SL: So we both kind of obsessively collect certain things. This is a question from Travis, my boyfriend: Why do you collect snow globes?

VP: I really love that question, but the sad thing is, I don’t collect them anymore. I used to collect them. I like lots of the same sort of things all together, like a snow globe and a vase and a toy airplane—things that replicate each other. So I liked having loads of snow globes. Once I had six or seven snow globes, people would be like, “You collect snow globes!” My friend, who was a tour manager, came back with 30 snow globes for me from Australia. People always ended up bringing them to me because they’re cheap and easy to carry. So I ended up with this crazy collection.

SL: It’s funny you say the snow globe thing because that’s kind of what’s happened with my brother and I. Everyone gets us Elvis stuff now, and it’s pretty gross. Both of our apartments are just filled.

VP: The problem with people knowing what you like is that you end up with people’s sort of slight misunderstandings of what you like—the kind of dumb, modern version of the flea-market find.

SL: The stepmom Christmas present version of it, like, “You like weird, creative things…”

VP: Exactly! “You like toy-like, kitsch stuff! I’ll get you a frame with Barbie heads on it.” And you’re like, “That’s gross. No, thanks.”


“At least my pictures, whether people like them
or not, look like something from my
brain and my world rather than anything else.”
— Valerie Phillips

SL: So you love Japan. What’s your story with Japan?

VP: I went to Japan for the first time probably about 10 years ago for British Elle. I always wanted to go there and always loved Japanese things. When I was a little kid in New York, we would go down to the grocery stores in Chinatown, and they have all these Japanese stickers and toys and Hello Kitty. I fell in love with that world through all the characters and stuff that you can collect. And then I got really into Japanese music magazines and would always go to the Japan bookstore and spend a ludicrous amount of my babysitting money. I love their take on British and American pop culture mixed with Japanese culture; the sort of misunderstanding of cultures that all stirs around in a big pot and comes out with something amazing, like Babydoll Goth.

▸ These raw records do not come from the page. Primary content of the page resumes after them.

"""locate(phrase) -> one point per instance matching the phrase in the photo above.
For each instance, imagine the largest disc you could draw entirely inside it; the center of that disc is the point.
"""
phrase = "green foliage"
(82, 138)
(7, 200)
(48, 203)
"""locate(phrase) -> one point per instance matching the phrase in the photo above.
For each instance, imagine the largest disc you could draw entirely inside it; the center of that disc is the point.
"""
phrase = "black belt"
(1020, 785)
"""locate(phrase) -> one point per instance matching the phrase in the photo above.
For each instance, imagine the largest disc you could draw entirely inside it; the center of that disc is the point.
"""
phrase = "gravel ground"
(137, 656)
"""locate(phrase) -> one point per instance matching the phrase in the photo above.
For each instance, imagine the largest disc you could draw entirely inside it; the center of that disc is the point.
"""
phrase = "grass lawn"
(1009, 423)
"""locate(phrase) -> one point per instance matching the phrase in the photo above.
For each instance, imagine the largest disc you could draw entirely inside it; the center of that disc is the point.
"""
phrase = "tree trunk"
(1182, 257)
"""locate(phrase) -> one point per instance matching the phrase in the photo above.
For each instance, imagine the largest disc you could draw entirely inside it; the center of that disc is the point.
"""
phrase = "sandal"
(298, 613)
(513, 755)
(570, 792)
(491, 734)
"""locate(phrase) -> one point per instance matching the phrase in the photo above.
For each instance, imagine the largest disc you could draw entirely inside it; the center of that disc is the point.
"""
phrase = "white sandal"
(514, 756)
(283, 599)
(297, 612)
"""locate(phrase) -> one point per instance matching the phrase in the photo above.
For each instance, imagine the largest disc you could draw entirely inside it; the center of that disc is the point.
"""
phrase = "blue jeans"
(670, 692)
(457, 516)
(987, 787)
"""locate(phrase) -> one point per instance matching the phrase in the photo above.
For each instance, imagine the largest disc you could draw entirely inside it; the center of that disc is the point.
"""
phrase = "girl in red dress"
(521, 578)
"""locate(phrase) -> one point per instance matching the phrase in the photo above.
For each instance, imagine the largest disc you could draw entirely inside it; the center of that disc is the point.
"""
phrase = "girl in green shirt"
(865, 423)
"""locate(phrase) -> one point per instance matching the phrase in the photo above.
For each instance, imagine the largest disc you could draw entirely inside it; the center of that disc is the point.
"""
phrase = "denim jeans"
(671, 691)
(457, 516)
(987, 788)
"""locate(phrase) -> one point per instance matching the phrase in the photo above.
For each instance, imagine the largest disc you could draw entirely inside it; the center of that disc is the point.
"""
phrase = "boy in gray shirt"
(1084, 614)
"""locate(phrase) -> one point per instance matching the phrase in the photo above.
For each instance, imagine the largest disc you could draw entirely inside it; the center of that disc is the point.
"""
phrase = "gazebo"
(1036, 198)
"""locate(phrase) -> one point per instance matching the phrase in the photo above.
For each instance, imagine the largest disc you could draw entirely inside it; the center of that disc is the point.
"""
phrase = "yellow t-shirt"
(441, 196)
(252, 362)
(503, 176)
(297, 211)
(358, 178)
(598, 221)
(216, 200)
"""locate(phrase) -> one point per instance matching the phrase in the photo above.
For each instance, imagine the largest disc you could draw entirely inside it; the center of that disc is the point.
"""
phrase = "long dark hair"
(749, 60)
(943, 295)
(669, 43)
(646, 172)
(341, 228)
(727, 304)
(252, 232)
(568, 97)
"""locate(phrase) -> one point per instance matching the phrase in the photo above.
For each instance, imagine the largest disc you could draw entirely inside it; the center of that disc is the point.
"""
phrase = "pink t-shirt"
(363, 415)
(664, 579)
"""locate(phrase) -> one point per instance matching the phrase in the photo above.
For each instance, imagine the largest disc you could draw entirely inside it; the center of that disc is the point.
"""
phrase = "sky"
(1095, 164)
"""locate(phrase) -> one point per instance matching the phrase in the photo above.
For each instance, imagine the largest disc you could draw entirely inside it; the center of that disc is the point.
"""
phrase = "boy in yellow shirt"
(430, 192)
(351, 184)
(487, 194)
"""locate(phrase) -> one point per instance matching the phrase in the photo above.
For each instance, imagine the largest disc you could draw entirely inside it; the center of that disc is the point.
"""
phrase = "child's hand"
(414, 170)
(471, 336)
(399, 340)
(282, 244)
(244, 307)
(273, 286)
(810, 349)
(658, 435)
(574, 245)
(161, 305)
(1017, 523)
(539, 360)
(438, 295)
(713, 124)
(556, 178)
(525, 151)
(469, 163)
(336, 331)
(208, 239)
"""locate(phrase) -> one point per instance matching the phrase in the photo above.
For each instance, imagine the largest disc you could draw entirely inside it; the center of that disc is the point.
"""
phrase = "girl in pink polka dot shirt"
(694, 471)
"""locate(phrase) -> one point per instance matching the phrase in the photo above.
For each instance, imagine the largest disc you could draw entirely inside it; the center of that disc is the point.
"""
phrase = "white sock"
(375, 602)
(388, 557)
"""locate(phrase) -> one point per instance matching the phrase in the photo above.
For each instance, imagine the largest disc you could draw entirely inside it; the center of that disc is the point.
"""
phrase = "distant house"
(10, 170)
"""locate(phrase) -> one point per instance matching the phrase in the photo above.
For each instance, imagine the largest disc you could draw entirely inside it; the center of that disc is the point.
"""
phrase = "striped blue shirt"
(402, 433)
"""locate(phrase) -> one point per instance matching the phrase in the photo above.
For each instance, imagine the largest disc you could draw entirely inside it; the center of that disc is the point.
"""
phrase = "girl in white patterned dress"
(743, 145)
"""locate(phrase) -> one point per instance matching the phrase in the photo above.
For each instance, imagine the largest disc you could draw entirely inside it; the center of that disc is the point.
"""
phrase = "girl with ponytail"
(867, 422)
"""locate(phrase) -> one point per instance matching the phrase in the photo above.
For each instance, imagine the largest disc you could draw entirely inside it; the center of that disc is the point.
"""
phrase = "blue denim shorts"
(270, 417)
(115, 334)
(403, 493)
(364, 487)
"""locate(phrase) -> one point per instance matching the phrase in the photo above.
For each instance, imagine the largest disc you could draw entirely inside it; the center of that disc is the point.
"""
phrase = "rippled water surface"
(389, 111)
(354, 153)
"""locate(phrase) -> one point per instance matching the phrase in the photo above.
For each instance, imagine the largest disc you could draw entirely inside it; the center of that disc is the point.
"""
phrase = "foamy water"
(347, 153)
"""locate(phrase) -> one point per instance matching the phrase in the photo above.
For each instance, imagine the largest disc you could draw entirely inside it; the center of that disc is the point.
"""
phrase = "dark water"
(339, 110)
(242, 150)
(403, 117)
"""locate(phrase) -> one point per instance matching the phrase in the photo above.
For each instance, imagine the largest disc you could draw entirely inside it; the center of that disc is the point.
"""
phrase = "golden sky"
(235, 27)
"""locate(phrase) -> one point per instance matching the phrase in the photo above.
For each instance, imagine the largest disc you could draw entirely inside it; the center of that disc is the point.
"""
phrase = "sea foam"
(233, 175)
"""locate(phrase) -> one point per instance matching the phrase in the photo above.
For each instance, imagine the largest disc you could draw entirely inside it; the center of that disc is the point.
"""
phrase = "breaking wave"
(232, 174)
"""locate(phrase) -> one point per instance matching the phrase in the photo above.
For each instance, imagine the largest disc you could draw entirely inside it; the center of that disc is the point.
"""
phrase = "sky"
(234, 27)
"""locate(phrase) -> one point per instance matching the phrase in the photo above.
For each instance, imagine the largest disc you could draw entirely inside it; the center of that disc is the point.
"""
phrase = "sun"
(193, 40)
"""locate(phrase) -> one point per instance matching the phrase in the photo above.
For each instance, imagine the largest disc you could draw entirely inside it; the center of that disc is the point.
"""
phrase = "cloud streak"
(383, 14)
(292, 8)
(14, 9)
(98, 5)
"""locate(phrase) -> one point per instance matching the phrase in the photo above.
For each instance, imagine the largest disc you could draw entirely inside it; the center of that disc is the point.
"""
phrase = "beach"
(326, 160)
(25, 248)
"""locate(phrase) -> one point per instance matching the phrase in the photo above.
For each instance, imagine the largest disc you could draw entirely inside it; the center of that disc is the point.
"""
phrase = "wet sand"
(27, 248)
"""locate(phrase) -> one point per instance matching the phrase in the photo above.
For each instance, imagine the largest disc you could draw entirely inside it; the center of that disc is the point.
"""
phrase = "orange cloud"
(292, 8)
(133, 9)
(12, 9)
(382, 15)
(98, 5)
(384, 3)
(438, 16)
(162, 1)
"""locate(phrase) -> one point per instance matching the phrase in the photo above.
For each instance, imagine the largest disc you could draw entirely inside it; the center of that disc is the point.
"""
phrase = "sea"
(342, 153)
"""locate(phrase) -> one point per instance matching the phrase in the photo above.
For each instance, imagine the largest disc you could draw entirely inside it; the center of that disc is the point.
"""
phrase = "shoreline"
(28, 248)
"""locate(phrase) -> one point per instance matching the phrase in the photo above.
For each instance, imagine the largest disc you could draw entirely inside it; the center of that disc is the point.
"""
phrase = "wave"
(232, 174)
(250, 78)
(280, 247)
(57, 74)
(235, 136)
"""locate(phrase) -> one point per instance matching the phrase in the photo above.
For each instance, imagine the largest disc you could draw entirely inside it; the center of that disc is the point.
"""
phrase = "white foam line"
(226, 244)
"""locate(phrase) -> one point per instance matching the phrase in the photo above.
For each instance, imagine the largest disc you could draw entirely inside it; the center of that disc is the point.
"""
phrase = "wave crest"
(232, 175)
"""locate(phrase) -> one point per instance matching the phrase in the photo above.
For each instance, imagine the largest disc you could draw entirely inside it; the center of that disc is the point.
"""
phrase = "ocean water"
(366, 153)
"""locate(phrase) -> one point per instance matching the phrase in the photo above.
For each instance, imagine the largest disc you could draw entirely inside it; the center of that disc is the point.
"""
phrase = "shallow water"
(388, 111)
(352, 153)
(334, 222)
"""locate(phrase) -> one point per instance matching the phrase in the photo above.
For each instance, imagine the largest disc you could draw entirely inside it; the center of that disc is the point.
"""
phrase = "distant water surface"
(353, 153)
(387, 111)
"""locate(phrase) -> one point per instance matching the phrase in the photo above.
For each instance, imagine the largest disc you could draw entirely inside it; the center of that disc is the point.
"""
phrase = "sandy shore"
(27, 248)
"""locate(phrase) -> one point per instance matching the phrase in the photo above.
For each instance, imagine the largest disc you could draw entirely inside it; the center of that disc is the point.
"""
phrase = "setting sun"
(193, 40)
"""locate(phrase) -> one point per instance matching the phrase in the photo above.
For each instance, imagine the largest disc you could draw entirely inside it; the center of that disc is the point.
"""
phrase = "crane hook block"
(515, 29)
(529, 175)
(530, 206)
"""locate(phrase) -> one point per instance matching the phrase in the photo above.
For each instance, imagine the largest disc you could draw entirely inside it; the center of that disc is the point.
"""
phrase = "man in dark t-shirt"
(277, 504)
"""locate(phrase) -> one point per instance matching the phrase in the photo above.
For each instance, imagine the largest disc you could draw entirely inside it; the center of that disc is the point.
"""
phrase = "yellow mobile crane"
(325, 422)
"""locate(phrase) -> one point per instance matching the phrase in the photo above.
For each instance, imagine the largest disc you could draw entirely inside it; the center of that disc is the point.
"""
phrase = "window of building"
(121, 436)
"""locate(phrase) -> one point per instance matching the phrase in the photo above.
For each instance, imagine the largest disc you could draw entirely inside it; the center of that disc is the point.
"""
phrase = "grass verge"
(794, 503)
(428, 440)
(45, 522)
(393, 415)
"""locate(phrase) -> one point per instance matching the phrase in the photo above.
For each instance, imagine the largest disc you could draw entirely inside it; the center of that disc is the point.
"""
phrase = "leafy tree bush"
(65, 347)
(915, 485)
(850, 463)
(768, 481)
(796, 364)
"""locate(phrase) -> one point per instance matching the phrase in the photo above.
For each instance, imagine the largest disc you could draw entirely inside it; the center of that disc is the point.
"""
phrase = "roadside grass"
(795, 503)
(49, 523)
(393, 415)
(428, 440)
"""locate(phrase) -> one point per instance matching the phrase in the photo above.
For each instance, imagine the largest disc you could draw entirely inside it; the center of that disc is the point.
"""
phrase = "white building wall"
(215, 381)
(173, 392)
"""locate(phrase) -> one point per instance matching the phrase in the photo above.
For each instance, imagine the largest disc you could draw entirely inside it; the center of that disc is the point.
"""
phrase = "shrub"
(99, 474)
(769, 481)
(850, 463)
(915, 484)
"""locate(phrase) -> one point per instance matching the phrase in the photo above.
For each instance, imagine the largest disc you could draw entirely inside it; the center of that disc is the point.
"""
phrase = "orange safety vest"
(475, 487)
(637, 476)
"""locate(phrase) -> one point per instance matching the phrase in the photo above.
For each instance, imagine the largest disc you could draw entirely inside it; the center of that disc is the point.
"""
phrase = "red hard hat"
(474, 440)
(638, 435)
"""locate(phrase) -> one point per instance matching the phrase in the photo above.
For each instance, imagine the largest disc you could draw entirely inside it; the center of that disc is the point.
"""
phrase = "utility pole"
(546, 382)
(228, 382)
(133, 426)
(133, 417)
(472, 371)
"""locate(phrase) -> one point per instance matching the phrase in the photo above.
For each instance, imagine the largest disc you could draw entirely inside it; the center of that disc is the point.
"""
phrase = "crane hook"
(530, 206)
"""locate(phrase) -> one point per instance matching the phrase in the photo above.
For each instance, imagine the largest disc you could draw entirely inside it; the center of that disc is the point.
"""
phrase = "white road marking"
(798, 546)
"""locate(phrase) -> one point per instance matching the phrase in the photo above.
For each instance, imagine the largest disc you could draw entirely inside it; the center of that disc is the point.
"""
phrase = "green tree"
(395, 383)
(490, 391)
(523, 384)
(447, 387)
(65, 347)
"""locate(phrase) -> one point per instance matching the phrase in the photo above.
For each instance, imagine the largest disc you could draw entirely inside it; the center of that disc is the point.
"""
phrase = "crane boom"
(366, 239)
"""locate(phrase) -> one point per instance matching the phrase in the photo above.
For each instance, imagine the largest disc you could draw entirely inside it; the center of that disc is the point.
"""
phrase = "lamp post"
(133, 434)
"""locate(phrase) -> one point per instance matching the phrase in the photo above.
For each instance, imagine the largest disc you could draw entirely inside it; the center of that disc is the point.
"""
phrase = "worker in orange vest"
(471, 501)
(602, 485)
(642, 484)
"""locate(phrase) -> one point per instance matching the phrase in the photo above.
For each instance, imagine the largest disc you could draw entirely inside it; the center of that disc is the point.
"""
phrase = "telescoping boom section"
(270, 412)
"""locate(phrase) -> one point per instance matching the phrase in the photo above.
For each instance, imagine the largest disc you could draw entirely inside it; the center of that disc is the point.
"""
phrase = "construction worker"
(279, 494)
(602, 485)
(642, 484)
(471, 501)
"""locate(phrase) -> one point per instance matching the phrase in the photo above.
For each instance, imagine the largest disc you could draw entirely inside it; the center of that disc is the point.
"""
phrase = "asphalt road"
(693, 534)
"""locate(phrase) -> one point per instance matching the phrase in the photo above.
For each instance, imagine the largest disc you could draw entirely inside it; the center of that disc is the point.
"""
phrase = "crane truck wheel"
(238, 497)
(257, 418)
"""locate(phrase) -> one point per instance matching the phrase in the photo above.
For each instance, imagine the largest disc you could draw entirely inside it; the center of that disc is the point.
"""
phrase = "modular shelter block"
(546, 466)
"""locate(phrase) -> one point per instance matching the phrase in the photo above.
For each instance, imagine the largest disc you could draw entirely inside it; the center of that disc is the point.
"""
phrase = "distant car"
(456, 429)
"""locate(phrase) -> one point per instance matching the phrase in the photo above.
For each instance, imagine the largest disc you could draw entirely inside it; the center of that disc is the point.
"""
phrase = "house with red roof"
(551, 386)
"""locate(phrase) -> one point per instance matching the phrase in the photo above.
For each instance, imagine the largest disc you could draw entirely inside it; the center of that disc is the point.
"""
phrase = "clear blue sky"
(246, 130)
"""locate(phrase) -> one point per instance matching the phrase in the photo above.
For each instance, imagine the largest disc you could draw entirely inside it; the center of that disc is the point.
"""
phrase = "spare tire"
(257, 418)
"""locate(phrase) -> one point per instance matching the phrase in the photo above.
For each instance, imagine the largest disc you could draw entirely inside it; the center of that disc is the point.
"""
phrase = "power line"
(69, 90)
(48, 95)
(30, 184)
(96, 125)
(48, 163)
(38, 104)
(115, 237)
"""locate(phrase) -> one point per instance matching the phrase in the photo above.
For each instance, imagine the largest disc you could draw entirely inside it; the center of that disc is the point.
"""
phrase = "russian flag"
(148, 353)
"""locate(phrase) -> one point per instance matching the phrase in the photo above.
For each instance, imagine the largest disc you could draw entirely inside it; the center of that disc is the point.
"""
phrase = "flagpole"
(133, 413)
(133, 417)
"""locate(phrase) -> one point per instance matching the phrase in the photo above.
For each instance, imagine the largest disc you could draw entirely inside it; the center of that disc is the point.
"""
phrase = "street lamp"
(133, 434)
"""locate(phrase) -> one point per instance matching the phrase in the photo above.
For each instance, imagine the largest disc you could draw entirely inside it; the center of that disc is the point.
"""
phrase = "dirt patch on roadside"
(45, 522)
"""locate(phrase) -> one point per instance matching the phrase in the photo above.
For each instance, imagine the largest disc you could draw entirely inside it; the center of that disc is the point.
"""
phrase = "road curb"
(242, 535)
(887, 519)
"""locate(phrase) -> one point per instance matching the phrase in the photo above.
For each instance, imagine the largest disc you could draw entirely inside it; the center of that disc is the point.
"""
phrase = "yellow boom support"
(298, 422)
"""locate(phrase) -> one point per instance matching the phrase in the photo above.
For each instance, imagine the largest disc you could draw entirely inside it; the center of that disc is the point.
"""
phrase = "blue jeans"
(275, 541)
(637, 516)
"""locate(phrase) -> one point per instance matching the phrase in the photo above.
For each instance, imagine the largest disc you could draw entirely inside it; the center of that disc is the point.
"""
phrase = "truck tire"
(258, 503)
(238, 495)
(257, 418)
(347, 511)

All those combinations that you don’t quite understand, but they’re so weird and cool.

SL: Do you go to Tokyo mostly?

VP: Yes. I’m going in October and am hoping to go to Osaka, to a bookstore there which is one of the first to stock my published books. Jason and I have gone to Tokyo for the past few years, and we’ve made so many friends, seen so many cool, weird things and just had the best time. The people are so much fun. They drink so much and do so much karaoke. Everything is open all night long. It’s nuts, beautiful and weird. It’s like going to another planet and still being on earth. They also really like my books there, so it’s exciting. I get treated like a rock star and come crashing back down to earth afterwards.

SL: Where do you want to travel next?

VP: I know this is kind of a weird thing to say, but I’m not in love with traveling because I traveled so much for so many years doing my commercial career. I feel like I want to be somewhere where I can just concentrate on making work for a while, not necessarily jumping on planes and being all over the place. I need a base where I can wake up in the morning with the headspace and clarity, and go to bed in the same bed every night. LA, Tokyo, New York, London is kind of my route. And Colorado, where my sister lives. That’s sort of limited, but it’s what I like at the moment.

SL: Is there anywhere you think you would find good subjects?

VP: It would be fun to go to Siberia. It’s so massive that I wouldn’t know where to start, but I think that would be really interesting. I like when faces are a mix of different cultures, almost borderless-looking. A lot of my girls have that, even if they’re British or American—a weird look that is slightly ethereal and otherworldly. You can’t necessarily tell where they came from.